European Countries Dramatically Underfunding TB Research

White flag with red logo of Doctors Without Borders/Médecins Sans Frontières (MSF) against sunny blue sky

© Valérie Batselaere/MSF

New Doctors Without Borders report sheds light on neglect that costs lives

Stockholm, October 21, 2009 – The largest European countries are lagging far behind the United States in funding of tuberculosis (TB) research and development. As such they bear a responsibility for the painfully slow progress in finding new TB tests and treatments, according to a report released today by the medical humanitarian organization Doctors Without Borders/Médecins Sans Frontières (MSF). The report shows that all European countries in the analysis—with the exception of Sweden-- have failed to prioritize TB and are contributing to huge global underfunding at a time when 1.7 million people die every year from the disease.

“We are committed to treating people with multidrug-resistant tuberculosis today and we are even piloting new community approaches,” said Dr. Christophe Fournier, President of MSF’s International Council. “But we’re also facing up to the hard facts that we can’t treat TB properly with the drugs and diagnostics at our disposal and that means losing significant numbers of patients. That is why there is such an urgent need for European countries to mobilize more research activity on TB.”

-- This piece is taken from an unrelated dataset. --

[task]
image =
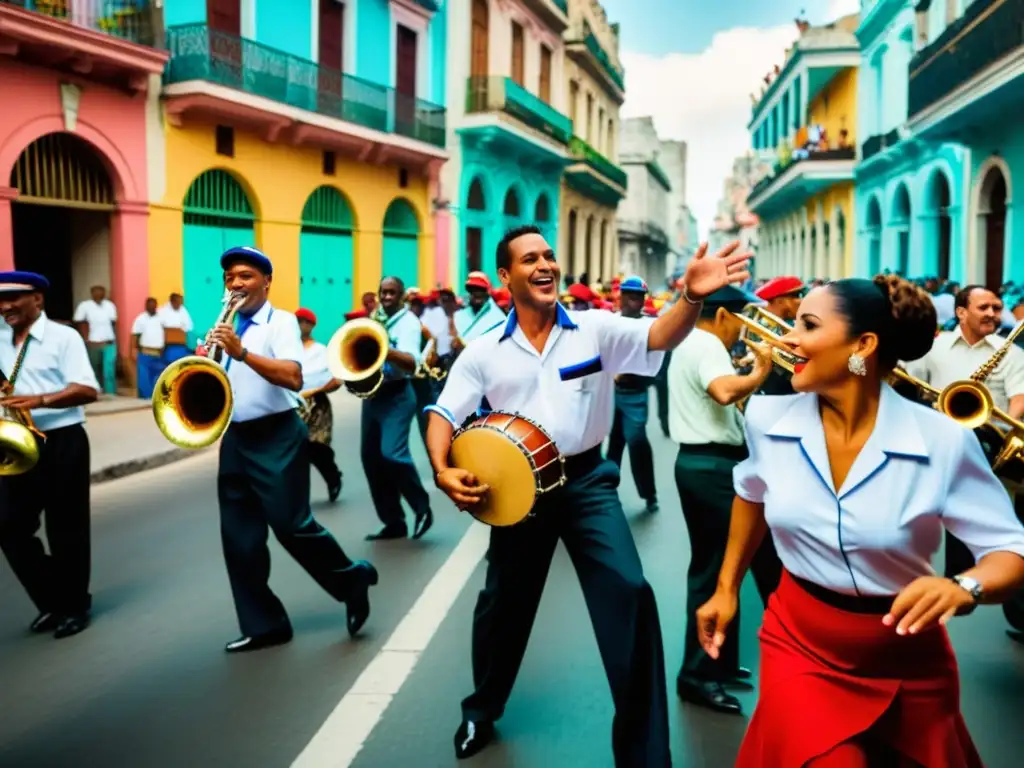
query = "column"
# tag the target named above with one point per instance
(7, 196)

According to the report, France and the UK are paying only 52 and 50 percent of their fair share, respectively, while Germany and Italy are doing much worse at 23 and 11 percent. With an average contribution of just over a third of their fair share, the European contribution is dwarfed by the US which is contributing two thirds of its fair share. Of the estimated 1.45 billion Euro required to fully scale-up TB research, only 350 million Euro (or 24 percent) is currently invested worldwide.

MSF is championing this cause because it faces increasing numbers of difficult-to-treat cases of TB in its programs in Eastern Europe, Asia and sub-Saharan Africa. TB also poses a direct threat to Europe more widely. Within the World Health Organization’s European region, including the former Soviet Union, there are 55 new cases of TB every hour meaning that more than half a million people develop TB each year.

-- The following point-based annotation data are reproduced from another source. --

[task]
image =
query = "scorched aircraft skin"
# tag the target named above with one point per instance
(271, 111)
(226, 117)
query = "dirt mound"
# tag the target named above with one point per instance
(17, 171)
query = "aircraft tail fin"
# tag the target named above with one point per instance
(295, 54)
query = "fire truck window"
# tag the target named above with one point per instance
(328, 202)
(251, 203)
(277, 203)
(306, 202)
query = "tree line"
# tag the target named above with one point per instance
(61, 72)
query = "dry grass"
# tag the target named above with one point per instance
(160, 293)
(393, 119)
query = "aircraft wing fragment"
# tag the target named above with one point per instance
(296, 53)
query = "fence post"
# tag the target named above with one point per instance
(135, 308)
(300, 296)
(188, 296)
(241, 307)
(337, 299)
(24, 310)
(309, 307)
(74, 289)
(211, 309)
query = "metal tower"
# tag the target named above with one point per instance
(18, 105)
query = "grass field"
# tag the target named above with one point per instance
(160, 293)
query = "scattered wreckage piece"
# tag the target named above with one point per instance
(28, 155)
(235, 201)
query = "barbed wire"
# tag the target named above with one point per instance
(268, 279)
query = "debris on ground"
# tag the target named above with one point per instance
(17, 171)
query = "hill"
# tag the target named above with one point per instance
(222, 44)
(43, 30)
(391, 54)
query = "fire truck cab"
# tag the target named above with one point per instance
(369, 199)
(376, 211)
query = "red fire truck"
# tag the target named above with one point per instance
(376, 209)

The chronic funding neglect has led to the situation, for instance, where in developing countries, inadequate and outdated diagnostic tests fail to detect TB in about half of all patients who are in fact suffering from TB. For the treatment of multidrug-resistant TB (MDR-TB) drugs that had been abandoned because of side effects have been brought back into use because there are no other alternatives. Even with the best treatment available, MDR-TB treatment is only successful in less than two thirds of patients.

Under the Swedish presidency, the European Union (EU) has targeted antimicrobial resistance as a major health priority to be addressed. Unfortunately, TB and other neglected diseases are grossly underrepresented in this program. The MSF report - released just ahead of the EU’s European Development Days - demonstrates the urgent need for the EU to include TB as a priority in this program.

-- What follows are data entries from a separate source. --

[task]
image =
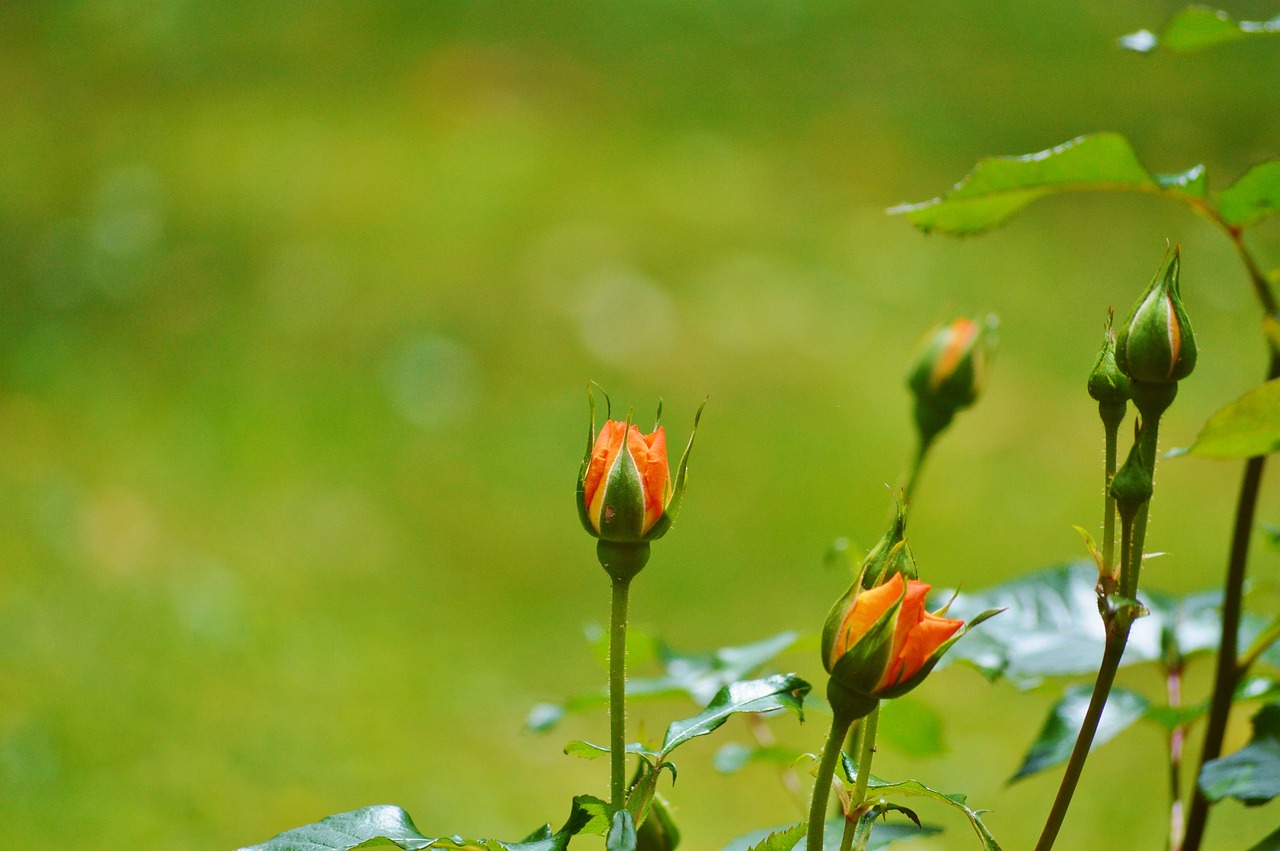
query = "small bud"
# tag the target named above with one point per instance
(949, 371)
(881, 641)
(1107, 384)
(891, 556)
(1156, 343)
(625, 489)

“When we ask the question are we doing everything we can, clearly the answer in Europe is no,” said Dr. Nils Billo, Executive Director, International Union Against Tuberculosis and Lung Disease. “There is an ambitious plan to improve MDR-TB treatment by testing new and existing drugs in clinical trials, but so far funding requests have come up empty. Changing the current reality will take political commitment for sustaining funding over many years. Europe needs to prioritize TB.”

The new report also highlights a highly promising and innovative financial mechanism that could speed up the development of a new point-of-care test for TB. Prize funds can eliminate the need to recover research and development costs through high final product prices. With approximately 50 million Euro, it would be possible to set up a prize that companies and research consortiums could compete for. Prizes like this have successfully been used by companies and governments to solve scientific or commercial problems. But so far no donors have stepped forward to fund this type of prize.

MSF treats around 30,000 people with tuberculosis in more than 80 projects worldwide.